И новая история, хотя и давняя:
- Я как приехала, познакомилась тут с одним... Правда, ему уже почти восемьдесят было. Ветеран войны. Квартира большая, три комнаты, кухня, балкон, - хоть танцы устраивай, - большой! Позвал жить к себе. Пошла. А что? Я одна, живу на пособии, квартира дорогая. А так… Живу, как бы на квартире, и ничего не плачу за нее. Он хороший был, зубы помог сделать новые, золото покупал, даже за границу один раз съездили… И дети у него нормальные, приезжали, нравилось им, что об отце не надо думать, есть кому заботиться о нем... А потом, как за восемьдесят перешагнул, болеть стал, - старые раны, сердце... Я ухаживала, как нянька, ублажала все... А тут ему, как ветерану, как престарелому и больному «метапелет» (сиделку, помощницу) из «хевры» (фирмы) выделили. И пришла... молодая, - чуть за пятьдесят, - быстрая, ловкая. Я и не заметила, как она все к рукам прибрала, - и дом, и его тоже… А я стала лишней, как тряпка, которой попользовались… Я сама ушла, не стала ждать, когда подскажут… Вот тогда и решила: ни в чей «интерьер» не пойду! А так: пришел, побыл, поели, попили, ну, там… Или в театр пригласил, в кафе… И по домам! Спокойнее так… Я понимаю… Вот если вдруг: ах! Чувства какие-то там… А так, - лишь бы не одной, - не хочу… Курочку делить? - и она звонко смеется.
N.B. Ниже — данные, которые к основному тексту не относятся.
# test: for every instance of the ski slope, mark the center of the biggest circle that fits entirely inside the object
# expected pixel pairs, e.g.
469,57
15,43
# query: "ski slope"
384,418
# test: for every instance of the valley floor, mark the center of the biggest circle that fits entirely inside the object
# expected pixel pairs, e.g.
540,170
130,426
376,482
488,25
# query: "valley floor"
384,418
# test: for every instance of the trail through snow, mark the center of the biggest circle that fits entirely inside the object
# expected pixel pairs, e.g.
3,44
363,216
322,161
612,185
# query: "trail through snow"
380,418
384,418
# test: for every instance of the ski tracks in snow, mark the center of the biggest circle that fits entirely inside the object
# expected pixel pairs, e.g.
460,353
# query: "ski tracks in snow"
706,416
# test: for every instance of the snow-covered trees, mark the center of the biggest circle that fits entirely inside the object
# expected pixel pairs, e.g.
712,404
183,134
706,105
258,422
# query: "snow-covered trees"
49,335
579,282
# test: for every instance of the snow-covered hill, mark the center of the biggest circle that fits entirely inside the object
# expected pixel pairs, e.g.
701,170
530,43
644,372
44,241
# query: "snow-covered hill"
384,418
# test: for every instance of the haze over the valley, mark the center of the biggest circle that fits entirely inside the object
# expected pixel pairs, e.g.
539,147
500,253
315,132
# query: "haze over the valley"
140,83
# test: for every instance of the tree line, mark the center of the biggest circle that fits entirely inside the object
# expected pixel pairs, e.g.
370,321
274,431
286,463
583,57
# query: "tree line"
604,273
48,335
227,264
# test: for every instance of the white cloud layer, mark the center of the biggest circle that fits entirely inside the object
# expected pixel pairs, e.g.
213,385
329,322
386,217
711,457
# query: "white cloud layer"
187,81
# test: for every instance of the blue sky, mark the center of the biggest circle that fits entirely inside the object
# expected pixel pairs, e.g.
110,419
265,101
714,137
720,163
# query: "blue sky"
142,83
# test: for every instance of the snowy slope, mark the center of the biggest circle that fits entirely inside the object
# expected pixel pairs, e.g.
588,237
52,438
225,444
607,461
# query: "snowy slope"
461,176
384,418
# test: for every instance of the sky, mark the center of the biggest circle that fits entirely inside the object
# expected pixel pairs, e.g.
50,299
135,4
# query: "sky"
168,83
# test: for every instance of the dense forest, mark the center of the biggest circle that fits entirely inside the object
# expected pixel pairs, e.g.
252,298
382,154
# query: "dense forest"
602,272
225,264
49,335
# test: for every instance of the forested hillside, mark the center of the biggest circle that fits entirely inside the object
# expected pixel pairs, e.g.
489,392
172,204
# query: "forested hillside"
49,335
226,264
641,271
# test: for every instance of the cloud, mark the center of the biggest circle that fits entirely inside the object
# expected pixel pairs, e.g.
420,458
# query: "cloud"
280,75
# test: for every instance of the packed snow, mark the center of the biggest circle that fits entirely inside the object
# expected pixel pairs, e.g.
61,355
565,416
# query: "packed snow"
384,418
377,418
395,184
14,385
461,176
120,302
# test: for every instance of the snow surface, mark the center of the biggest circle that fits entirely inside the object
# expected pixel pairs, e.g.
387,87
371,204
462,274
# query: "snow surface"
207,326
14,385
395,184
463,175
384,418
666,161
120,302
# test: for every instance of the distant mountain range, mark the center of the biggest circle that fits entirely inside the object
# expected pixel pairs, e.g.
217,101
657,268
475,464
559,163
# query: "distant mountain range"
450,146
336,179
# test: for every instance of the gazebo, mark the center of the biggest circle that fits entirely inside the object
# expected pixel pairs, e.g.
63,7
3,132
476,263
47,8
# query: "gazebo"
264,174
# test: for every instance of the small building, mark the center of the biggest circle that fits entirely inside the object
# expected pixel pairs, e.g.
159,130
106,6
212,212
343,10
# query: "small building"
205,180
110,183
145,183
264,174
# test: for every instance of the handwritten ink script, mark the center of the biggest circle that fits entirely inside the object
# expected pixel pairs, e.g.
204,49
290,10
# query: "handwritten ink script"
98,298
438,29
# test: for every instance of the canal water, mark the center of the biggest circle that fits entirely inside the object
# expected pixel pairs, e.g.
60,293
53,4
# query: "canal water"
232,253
Недели две тому встретила ее в магазине. Мы долгое время не виделись, - я уже не шью, - нет желания, да и нашилась уже «по самое некуда». Сонечка все такая же: улыбчивая, в веснушках, в черных брючках «в обтяжечку», в воздушной лиловой блузочке. Пополнела, округлилась, чуть обвисли щечки, а глаза все те же, - весело, с любопытством смотрят вокруг. И походка отяжелела.
- Сердце, - поясняет Сонечка. - Со стимулятором живу. А так… все хорошо.
- Одна? - спрашиваю ее.
- Да, одна. Но я теперь живу в хостеле (доме для престарелых).
- Там подруги, друзья у тебя есть? Общаешься?
- Да, конечно.
- А как твой «бойфренд» бывший?
- Приходит. Он тоже живет там же. Стучит… Я не открываю. Но жалко его бывает, когда и открою, - я снова слышу ее смех.